This takes 2.3 seconds to execute: Image

This is not ideal in parallel environments, because a lot of computation time would be taken up by rebuilding Python objects.

Potential solutions

One way around this is to rebuild these objects from their filenames where possible. Here is my thinking:

  1. Keep track of paths + filenames of rotation models, topologies, etc. For example, every pygplates.RotationModel would have a filenames attribute that is a list containing all the .rot files that went into the rotation_model. This is similar to what we had earlier implemented for pickle support in the PlateReconstruction object (gplately v1.x)
  2. Work out if objects have been modified or not. If someone has tinkered with their rotation model then set modified=1, otherwise modified=0. One could use setters/getters or a context manager to catch any modifications to rotation models at the pygplates level.

If modified=0 then the filenames are picked, if modified=1 then the data inside are pickled. I think this would catch all use case scenarios. For instance, if two unmodified rotation models get concatenated then a new rotation model is returned with both filenames concatenated and modified=0. The same goes for gpml files.

What do you think?

Overkill option

If one wanted to get very fancy, then any modifications to the original rotation model (loaded from the .rot file) could be pickled, rather than all the data. This could be quite tricky though, especially in the case of gpml files since it's much harder to track changes to shapes than numbers in an array.

brmather avatar Nov 25 '25 04:11 brmather

Thanks @brmather, some good ideas in there.

But it would be good to make a point release to address this issue so people who install via conda don't get upset when their parallel routines fail.

Yes, we plan to do a minor release early in the new year (was planned for this year, but a bit rushed now). It'll also include upgrades to the seafloor gridding. Along with an associated minor release for pyGPlates containing a needed bug-fix. Ie, GPlately 2.1 and pyGPlates 1.1.

This takes 2.3 seconds to execute:

That would be due to the loading/parsing of the gpml/rot files (when rebuilding the pygplates.RotationModel and pygplates.FeatureCollection objects, on the parallel CPUs, from pickled filenames). So there's no pickling of pyGPlates objects here - only the filenames.
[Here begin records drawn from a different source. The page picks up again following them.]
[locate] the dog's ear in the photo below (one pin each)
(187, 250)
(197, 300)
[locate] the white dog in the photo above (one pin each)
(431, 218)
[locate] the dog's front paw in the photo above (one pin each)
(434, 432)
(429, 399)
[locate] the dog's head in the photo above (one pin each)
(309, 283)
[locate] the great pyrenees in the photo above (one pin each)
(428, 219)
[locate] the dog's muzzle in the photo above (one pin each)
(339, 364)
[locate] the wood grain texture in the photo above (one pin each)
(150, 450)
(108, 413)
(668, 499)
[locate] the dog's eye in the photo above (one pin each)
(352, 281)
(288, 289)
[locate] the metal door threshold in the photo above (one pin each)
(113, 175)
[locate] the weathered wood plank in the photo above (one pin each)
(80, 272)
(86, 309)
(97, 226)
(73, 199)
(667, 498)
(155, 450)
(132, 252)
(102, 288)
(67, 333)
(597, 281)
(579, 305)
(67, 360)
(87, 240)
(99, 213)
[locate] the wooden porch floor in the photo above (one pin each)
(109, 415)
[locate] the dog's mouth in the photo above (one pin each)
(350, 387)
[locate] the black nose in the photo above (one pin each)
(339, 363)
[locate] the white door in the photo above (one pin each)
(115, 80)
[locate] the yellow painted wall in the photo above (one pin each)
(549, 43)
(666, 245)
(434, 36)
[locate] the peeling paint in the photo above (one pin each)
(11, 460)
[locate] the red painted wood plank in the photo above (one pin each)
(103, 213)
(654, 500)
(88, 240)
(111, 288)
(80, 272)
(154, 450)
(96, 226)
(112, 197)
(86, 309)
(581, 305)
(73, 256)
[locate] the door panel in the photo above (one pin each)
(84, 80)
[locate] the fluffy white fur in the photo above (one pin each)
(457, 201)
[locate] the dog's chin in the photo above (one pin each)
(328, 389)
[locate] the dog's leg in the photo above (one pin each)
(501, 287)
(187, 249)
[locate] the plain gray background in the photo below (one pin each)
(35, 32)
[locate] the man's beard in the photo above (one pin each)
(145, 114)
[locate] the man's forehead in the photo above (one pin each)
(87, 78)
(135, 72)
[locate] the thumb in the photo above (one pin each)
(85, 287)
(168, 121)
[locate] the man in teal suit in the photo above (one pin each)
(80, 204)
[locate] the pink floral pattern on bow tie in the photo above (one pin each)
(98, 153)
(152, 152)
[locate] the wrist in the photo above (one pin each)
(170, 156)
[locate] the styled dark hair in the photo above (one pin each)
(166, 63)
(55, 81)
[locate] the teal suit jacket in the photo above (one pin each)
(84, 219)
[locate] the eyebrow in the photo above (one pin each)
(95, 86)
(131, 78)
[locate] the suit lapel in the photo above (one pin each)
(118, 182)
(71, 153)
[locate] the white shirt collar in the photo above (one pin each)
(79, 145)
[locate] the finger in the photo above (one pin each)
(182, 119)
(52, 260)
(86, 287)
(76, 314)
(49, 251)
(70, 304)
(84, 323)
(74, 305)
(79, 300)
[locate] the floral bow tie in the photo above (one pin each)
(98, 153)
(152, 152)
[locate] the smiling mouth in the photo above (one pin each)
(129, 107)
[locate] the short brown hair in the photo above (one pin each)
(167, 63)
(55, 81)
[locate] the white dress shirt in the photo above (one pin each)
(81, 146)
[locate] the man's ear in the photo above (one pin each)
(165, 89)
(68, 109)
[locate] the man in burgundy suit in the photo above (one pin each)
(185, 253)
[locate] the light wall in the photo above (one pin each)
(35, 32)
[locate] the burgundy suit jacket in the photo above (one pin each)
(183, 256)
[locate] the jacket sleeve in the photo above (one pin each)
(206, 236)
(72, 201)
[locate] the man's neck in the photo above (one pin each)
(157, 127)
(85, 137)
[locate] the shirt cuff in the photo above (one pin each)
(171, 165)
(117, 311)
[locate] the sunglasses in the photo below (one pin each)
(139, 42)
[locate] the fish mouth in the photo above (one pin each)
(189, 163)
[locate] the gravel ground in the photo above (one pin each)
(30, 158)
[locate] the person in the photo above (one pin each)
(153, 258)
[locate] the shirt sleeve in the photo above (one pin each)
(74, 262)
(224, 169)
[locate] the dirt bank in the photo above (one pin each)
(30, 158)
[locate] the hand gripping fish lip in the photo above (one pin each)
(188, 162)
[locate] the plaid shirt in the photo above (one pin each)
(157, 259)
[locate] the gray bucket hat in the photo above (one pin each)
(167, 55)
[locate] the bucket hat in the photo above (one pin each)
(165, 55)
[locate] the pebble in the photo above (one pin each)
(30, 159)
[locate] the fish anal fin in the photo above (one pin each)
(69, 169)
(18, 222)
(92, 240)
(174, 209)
This takes 9.4 seconds to execute:

That would be due to pickling of the pygplates.RotationModel and pygplates.FeatureCollection objects themselves, that DataServer returns (unlike PlateModelManager which returns filenames). And when pyGPlates pickles those two types of objects it doesn't load the data from files (as you surmised) - it just serialises the internal data and transports that (and then unserialises on the other end).

One issue that seems to have come up in the 2.0 release is that pickling / unpickling objects is much slower. I think this is because the data within rotation models, static polygons, topologies, etc. is being pickled rather than just the filenames.

Yes, that was the cause of the slowness. This was fixed somewhat in #352, by essentially pickling the filenames when available. So that's in 2.0. And it's why using PlateModelManager avoids the slowness - because, unlike DataServer, it returns filenames instead of pygplates objects. So if you replace DataServer with PlateModelManager in your example above then it should run faster.

To better support DataServer I'm planning to optimise the pickling in pyGPlates, and have that in the next pyGPlates release. If I can get the pickling performance to be comparable to the actual loading of pygplates.RotationModel and pygplates.FeatureCollection from gpml/rot files (as in the 2.3 second example above) then it'll be fast enough.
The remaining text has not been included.